“We must! We must! We must develop our bust! The bigger, the better! The tighter the sweater! The boys depends on us!”
Screwballs, 1983 (Linda Shayne), Millennium
If I’m not mistaken, the original plan of my Vintage Cable Box series was to start with the quintessential teen sex comedy, Porky’s. Wes Craven’s passing the day before I started this enormous collection of essays forced me to put out Swamp Thing in tribute to a filmmaker I deeply respected. Screwballs heralds from this vast apocalyptic teenage wasteland of sex comedies, but with comparatively less respect and made with a lot less “sophistication.” If there is one item of ’80s movies I’ve always found curious, it was the retro-’50s look, feel, and sound, and Screwballs, which seems to be a period comedy of that time, has plenty of that attitude (perhaps because the filmmakers grew up in that time).
We’re privy to several “case files” of teenagers (dirty little boys) who got caught in comprising situations and are then forced into detention. One kid (“kid” is stretching it because they all look like they’re in their late twenties) tries to play doctor with a bunch of girls in the infirmary. Another kid is caught masturbating in the toilet. Another kid likes to look up the cheerleaders’ skirts. It’s not like we get a quasi-Breakfast Club set-up. They’re a bunch of wankers and they seriously belong in detention, but the name of their high school is called Taft & Adams (or T & A for short, heh) so you can’t be too hard on them.
Taft & Adams is an institute of torture for young men. The girls are gorgeous. They have big breasts, long legs, and short skirts. They all speak in increasingly suggestive tones and double, triple, and quadruple entendre (if there are such things). The four boys placed in detention (for fi-fi-fi-five days, according to a stuttering secretary) all share one common character trait: they want to get laid, and their object of desire is allegedly the most beautiful girl in the school, Purity Bush. Is that her Christian name?
Screwballs is a series of embarrassing sexual episodes (with only the narrative thread of Purity Bush connecting anything together) ranging from the creepy upskirt surveys to girls thrusting asses in our faces to throbbing male erections under desks. It is similar to Porky’s but with less care or consideration for their characters. There is an interesting juxtaposition between a fight breaking out at a drive-in and the Pam Grier movie the kids are watching: The Arena, which depects a gladiator revolt. The movie is surprisingly tame. I don’t even think we see our first bare breasts until 40 minutes in – what a rip-off! Anyway, if I understand the story correctly, the whole mad affair revolves around a strip bowling tournament. Really? Bowling and teen sex?
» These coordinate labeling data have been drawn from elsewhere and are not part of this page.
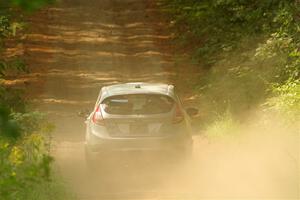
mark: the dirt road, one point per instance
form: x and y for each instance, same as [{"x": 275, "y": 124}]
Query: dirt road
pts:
[
  {"x": 81, "y": 45},
  {"x": 75, "y": 49}
]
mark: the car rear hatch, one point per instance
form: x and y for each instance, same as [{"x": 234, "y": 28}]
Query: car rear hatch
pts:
[{"x": 138, "y": 115}]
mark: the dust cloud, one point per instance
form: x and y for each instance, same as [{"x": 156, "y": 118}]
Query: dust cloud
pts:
[
  {"x": 80, "y": 46},
  {"x": 261, "y": 163}
]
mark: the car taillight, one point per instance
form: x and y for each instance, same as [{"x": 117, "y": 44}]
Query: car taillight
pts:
[
  {"x": 97, "y": 117},
  {"x": 178, "y": 115}
]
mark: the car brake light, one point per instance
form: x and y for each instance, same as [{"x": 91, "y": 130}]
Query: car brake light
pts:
[
  {"x": 178, "y": 115},
  {"x": 97, "y": 117}
]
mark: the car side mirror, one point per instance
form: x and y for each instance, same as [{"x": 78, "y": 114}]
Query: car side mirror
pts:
[
  {"x": 192, "y": 112},
  {"x": 83, "y": 113}
]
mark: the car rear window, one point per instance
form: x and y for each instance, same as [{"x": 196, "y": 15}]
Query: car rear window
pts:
[{"x": 132, "y": 104}]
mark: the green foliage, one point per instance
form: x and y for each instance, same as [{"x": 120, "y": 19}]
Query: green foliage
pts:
[
  {"x": 25, "y": 161},
  {"x": 250, "y": 53},
  {"x": 24, "y": 153},
  {"x": 286, "y": 100}
]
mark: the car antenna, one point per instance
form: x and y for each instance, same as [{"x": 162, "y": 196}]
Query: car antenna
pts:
[{"x": 138, "y": 86}]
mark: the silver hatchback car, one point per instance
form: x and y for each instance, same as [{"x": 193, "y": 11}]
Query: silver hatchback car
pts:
[{"x": 138, "y": 117}]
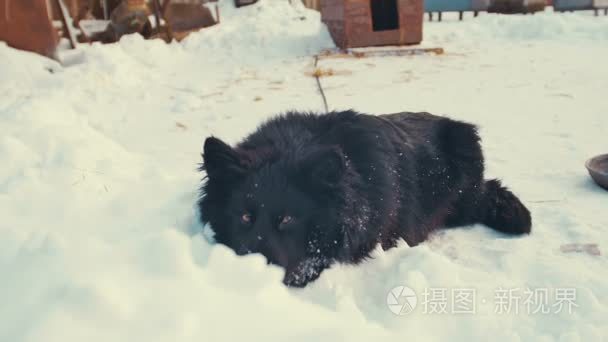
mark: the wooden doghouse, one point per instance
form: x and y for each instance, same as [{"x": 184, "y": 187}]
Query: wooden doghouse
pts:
[
  {"x": 359, "y": 23},
  {"x": 576, "y": 5},
  {"x": 26, "y": 25}
]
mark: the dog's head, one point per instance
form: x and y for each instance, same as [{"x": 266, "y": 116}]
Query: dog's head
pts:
[{"x": 284, "y": 206}]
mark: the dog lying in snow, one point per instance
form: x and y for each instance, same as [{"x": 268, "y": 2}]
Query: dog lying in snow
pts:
[{"x": 307, "y": 190}]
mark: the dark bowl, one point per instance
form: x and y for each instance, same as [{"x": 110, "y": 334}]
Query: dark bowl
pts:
[{"x": 598, "y": 169}]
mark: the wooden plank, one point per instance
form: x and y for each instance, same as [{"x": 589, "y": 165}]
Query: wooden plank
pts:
[{"x": 337, "y": 53}]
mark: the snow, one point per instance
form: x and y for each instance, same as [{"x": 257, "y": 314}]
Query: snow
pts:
[{"x": 99, "y": 239}]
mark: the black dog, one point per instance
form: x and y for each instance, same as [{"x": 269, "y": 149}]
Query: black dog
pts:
[{"x": 309, "y": 190}]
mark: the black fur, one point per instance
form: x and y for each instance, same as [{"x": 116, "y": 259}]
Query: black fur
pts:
[{"x": 309, "y": 190}]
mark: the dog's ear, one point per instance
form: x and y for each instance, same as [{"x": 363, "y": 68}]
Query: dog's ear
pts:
[
  {"x": 221, "y": 161},
  {"x": 324, "y": 167}
]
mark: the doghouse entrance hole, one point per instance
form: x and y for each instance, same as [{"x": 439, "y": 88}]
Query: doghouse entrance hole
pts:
[{"x": 385, "y": 15}]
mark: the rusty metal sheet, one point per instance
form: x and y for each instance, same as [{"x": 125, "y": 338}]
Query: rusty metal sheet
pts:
[{"x": 26, "y": 25}]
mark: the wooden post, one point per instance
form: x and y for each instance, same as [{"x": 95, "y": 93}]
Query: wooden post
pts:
[{"x": 66, "y": 27}]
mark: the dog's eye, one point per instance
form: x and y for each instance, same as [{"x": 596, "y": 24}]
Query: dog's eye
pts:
[
  {"x": 246, "y": 218},
  {"x": 286, "y": 219}
]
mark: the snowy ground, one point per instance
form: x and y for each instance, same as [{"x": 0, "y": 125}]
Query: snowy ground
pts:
[{"x": 99, "y": 240}]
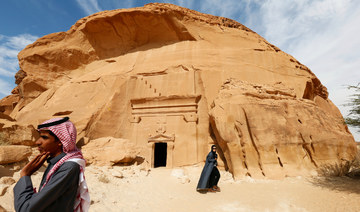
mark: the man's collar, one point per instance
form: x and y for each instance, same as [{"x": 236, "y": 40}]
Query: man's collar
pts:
[{"x": 56, "y": 158}]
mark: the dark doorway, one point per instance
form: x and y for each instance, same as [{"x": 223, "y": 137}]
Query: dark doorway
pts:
[{"x": 160, "y": 154}]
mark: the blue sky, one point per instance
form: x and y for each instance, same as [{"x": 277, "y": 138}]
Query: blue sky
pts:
[{"x": 322, "y": 34}]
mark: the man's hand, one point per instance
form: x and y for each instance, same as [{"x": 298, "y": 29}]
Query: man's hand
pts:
[{"x": 34, "y": 164}]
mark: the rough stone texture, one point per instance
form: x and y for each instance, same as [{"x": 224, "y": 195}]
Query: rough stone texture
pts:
[
  {"x": 264, "y": 130},
  {"x": 110, "y": 151},
  {"x": 14, "y": 153},
  {"x": 151, "y": 75},
  {"x": 13, "y": 133}
]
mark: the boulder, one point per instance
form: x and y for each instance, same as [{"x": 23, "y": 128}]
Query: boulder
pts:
[{"x": 14, "y": 153}]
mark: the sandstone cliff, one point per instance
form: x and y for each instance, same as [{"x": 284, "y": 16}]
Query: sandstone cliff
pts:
[{"x": 173, "y": 81}]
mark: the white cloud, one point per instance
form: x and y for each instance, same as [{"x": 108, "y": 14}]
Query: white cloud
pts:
[
  {"x": 9, "y": 48},
  {"x": 322, "y": 34},
  {"x": 89, "y": 6}
]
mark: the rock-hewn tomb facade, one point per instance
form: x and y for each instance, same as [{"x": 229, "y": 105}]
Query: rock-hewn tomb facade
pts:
[{"x": 165, "y": 83}]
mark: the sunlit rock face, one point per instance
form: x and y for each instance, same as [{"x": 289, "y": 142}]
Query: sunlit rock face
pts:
[{"x": 173, "y": 81}]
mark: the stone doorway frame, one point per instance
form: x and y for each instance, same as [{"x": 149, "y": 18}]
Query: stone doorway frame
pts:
[{"x": 161, "y": 138}]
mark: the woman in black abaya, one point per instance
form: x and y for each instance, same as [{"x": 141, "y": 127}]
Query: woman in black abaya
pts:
[{"x": 210, "y": 175}]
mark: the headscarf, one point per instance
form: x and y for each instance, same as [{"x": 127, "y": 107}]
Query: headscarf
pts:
[{"x": 66, "y": 133}]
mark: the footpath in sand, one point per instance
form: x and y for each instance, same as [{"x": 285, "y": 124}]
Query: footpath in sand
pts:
[{"x": 137, "y": 189}]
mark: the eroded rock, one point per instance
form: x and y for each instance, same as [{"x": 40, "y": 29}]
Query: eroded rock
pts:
[
  {"x": 151, "y": 75},
  {"x": 265, "y": 131},
  {"x": 14, "y": 153},
  {"x": 110, "y": 151}
]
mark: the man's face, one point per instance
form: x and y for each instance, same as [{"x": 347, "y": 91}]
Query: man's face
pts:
[{"x": 48, "y": 143}]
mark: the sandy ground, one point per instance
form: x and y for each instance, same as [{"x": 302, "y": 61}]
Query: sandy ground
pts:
[{"x": 135, "y": 188}]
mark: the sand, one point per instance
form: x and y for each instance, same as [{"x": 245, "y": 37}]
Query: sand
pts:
[{"x": 136, "y": 188}]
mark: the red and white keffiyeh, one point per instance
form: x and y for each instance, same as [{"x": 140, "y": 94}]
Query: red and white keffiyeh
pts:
[{"x": 66, "y": 132}]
After the “competition” (which results in another embarrassing sexual misadventure involving a bowling ball and a penis – you figure it out), we finish up what passes for a teen sex comedy with a trip to the local titty bar (uh-huh!) and a slow-motion shot of Purity Bush diving into a hot sausage with a knife and fork. We do finally get to see her boobs, but they’re not that great. Yep. That’s pretty much it. Now you don’t have to see the movie. You’re welcome!
Wow! According to calculations, this is my 100th official entry for Vintage Cable Box. It’s been a long, strange, crazy trip hasn’t it? Again, you’re welcome!
Sourced from the original 1984 Warner Bros “clamshell” VHS release. The movie continued to receive different format releases, and is available in Beta, DVD, and Blu Ray formats. As far as I can determine, it only received a laserdisc release in Hong Kong. The poorly-worded, bizarrely-constructed accompanying essay only perfunctorily addresses the narrative, and takes up a paragraph praising Roger Corman (through his later connection with writer Jim Wynorski). As far as I can tell, Corman had nothing to do with the making of Screwballs. The writer of the essay calls the four male leads the “Screwballs” – “Even in their quieter moments like during study hall or while relaxing, you’ll have to see to believe how the Screwballs manage to bring a new and incredible meaning to the expression “Gross me out!”
Our first cable box was a non-descript metal contraption with a rotary dial and unlimited potential (with no brand name – weird). We flipped it on, and the first thing we noticed was that the reception was crystal-clear; no ghosting, no snow, no fuzzy images. We had the premium package: HBO, Cinemax, The Movie Channel, MTV, Nickelodeon, CNN, The Disney Channel, and the local network affiliates. About $25-$30 a month. Each week (and sometimes twice a week!), “Vintage Cable Box” explores the wonderful world of premium Cable TV of the early eighties.